The psychological impacts are likely to be greater for those with pre-existing traumatic experiences who also face discrimination and exclusion and an adult social care system we all know is in desperate need of reform. We support the call by the Centre for Mental Health for the government to prepare for a rising tide of mental health issues this winter and invest in services accordingly. Seasonal flu, Brexit uncertainty, the end of furlough, recession and individual financial crises, as well as a potential second wave of COVID-19 are all converging and mean we must prioritise mental health support and specifically for those who are most vulnerable.

Sadly we are seeing an equal challenge for our customers with learning disabilities. Mencap recently reported that during the pandemic 69% of people with a learning disability had their social care cut when they needed it most. And many of these people are now enduring a longer lockdown as restrictions are eased for others. We join the chorus of support for reform of adult social care in this country and the seven principles set out to underpin that reform.

On a daily basis in our work at Advance we see a very real mental health emergency, sometimes expressed through behaviour which is directly harmful to self or others. As a supportive landlord, our focus is to assist the individual and work with other agencies to improve the situation. Our priority is to help everyone to sustain their home, as of course the cycle of poor mental health, harmful or anti-social behaviour and lack of continuity in housing can have a huge impact on a person’s wellbeing. Most often, this works.We manage. The individual will hopefully get support from the Community Mental Health team, there might be other services available in the area, there may be friends or family we can work with to help improve the situation. We are well used to these challenging cases and working with the police, other services and concerned neighbours to resolve them to the best of our ability.  

Sadly, during lockdown and particularly now that restrictions are partially eased, these approaches are being sorely tested. Statutory mental health services seem to be harder than ever to access, with face to face support and clinical input still very limited. When someone is seriously ill and at risk, the threshold for Mental Health Act assessments seems incredibly high. Communities struggling themselves with the challenges of the pandemic are inevitably less understanding when faced with an individual whose behaviour is challenging the social norm and may also appear to be flouting social distancing or other guidance.

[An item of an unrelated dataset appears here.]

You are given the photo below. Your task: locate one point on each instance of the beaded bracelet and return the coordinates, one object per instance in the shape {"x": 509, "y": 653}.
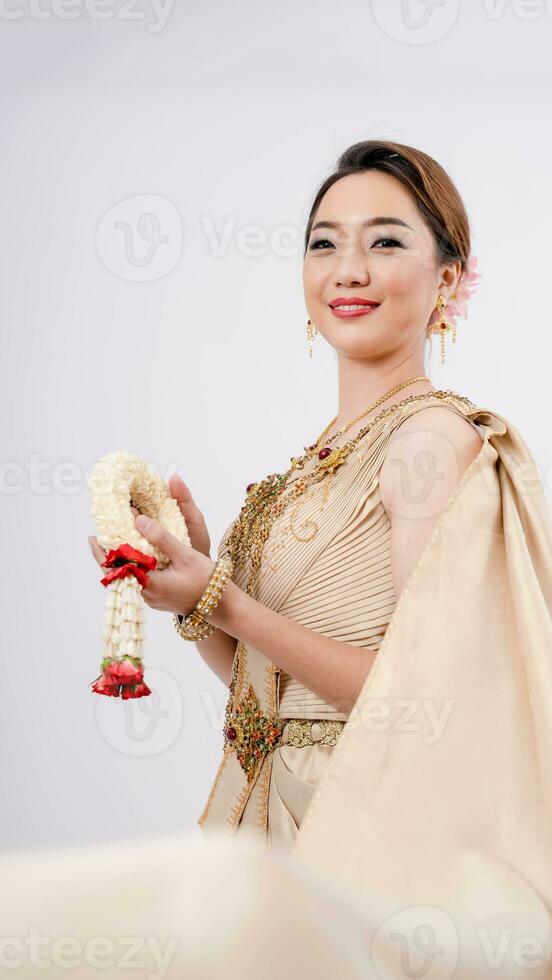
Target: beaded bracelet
{"x": 194, "y": 626}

So that’s the problem. What will we at Advance do about it? Lobbying and support for reform and investment, yes. But also the things that are at least partially under our own control and that we believe to be our moral duty:

  • Find ways to provide assistance to our customers based on their needs – not the needs of the system. Our recent recruitment of a team of Housing Outreach Workers is a big part of this.
  • Do whatever it takes to ensure people get to remain independent, in their home and in their community wherever possible.
  • Be the human contact – either in person, by phone or on a video call – that people need when they’re struggling or unwell.
  • Work with everyone we can to support people with mental health conditions or disabilities who are unwell so they get every chance and the right to live their best life.
  • Be that link in the chain of multiple agencies who might offer support to an individual who can’t navigating the system themselves.
  • Continue to work with other organisations to highlight the predicament of the people we support and seek system reform and change.
  • Work with our customers to get their voices heard, so that service providers like Advance bring lived experience into their daily work and future planning.